Fishburne may be less terrifying a figure than the original Troy, James Earl Jones, but he is a more recognizable Everyman. He pulls off the neat double act of seeming to react with philosophy and humor to life’s adversities while pacing his yard like a furious caged lion before drinking himself into payday oblivion (Fishburne’s drunk scenes are subtly calibrated and persuasive).
Wilson layers baseball metaphor throughout Troy’s monologues: The man sees Death as “nothing more than a fastball on the outside corner” and warns his son Cory (Bryan Clark) that life puts us into the batter’s box and “you better not strike out.” Credible as an erstwhile athlete, the actor carries off the baseball patois with no trace of self-consciousness.
Fishburne’s Troy is a bit of a fabulist, too, his tall tales punctuated with repeated cries of “Ain’t that right, Bono?” — Troy’s equivalent of “Can I get an amen?” Fishburne shapes the character’s oratory with masterful melody and rhythm that thrum with the energy of the blues.
Act one, arguably the single greatest writing achievement of Wilson’s career, is all arias and mood and buildup. Act two is much richer in incident (and hence even more of a crowd-pleaser), a fact that has a salutary effect on Angela Bassett’s perf as wife Rose. On the sidelines in the first act, she brings fussy artifice to the role, overly relying on unnecessary gestures and vocal tics to establish her presence.
But once Troy confronts her with the details of his betrayal, Bassett’s Rose comes into her own. First incredulous, then bereft, then keening in lament for her own lost life opportunities, she zeroes in on the self-deception that has helped her avoid the truth about the man she married. From that point on Bassett is steely, unmannered and utterly real.
Utterly real throughout are the men of the household, each of whom Wilson uses to embody a different vision of how one may approach life. Kadeem Hardison is definitive as Troy’s older son Lyons, a maddeningly lackadaisical Peter Pan with a passionate commitment to jazz that contrasts starkly with Troy’s broken dreams of big league stardom. Co-worker Jim Bono (Wendell Pierce) lives life as “sidekick to”; Pierce warmly conveys the comfort to be found in following a hero, as well as the sting felt when the hero’s feet of clay destroy the bond.
Clark avoids whininess as Cory, the son whose coming of age is blocked by the psychological fence erected by an unloving parent. He makes a strong impression in each scene, not least at the end, when he finds himself sitting in the same characteristic position as the dad whose shadow he has tried to escape.
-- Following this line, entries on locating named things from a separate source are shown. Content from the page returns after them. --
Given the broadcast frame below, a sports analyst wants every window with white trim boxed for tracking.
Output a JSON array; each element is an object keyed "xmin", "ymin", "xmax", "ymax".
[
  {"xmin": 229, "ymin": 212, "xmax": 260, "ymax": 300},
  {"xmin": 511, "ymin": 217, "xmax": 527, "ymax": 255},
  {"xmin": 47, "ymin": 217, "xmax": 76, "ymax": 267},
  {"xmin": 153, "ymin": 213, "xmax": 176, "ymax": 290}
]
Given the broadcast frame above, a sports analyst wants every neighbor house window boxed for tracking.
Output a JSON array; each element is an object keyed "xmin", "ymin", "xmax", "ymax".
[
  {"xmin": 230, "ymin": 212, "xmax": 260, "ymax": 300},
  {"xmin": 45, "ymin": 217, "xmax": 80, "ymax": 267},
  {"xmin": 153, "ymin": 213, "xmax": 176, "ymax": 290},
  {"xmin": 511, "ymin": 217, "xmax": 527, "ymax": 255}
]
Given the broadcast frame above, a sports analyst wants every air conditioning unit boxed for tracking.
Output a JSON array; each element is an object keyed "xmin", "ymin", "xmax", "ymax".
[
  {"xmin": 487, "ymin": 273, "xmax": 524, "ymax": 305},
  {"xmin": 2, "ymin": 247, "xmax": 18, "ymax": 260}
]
Production’s physicality is considerably evocative and the cue pickup is exceptional, all to the credit of director Epps.
But the real acting surprise is Orlando Jones as Troy’s war-wounded brother, who now believes he is the Archangel Gabriel. Unhampered by this symbolic baggage, Jones demonstrates an intensity and emotional accessibility hitherto unhinted-at in a score of movie and TV comedies. Brain-damaged characters usually suffer as thesps go overboard on physical and vocal quirks, but Jones’ Gabriel is a model of expressiveness and precise choices.
Gary L. Wissmann’s set towers over the company, and properly so: As the Maxsons’ one major possession, the house deserves the constant attention it gets. Paulie Jenkins’ delicate lighting and Pierre Dupree’s sound design evoke another, fuller world that lies beyond the Maxsons’ fence, a world of which, the playwright tells us regretfully, some people are destined never to be a part.
First-night curtain rang down with a touching tribute to the three late theater greats who shepherded “Fences” into being: Wilson, producer Benjamin Mordecai and director Lloyd Richards.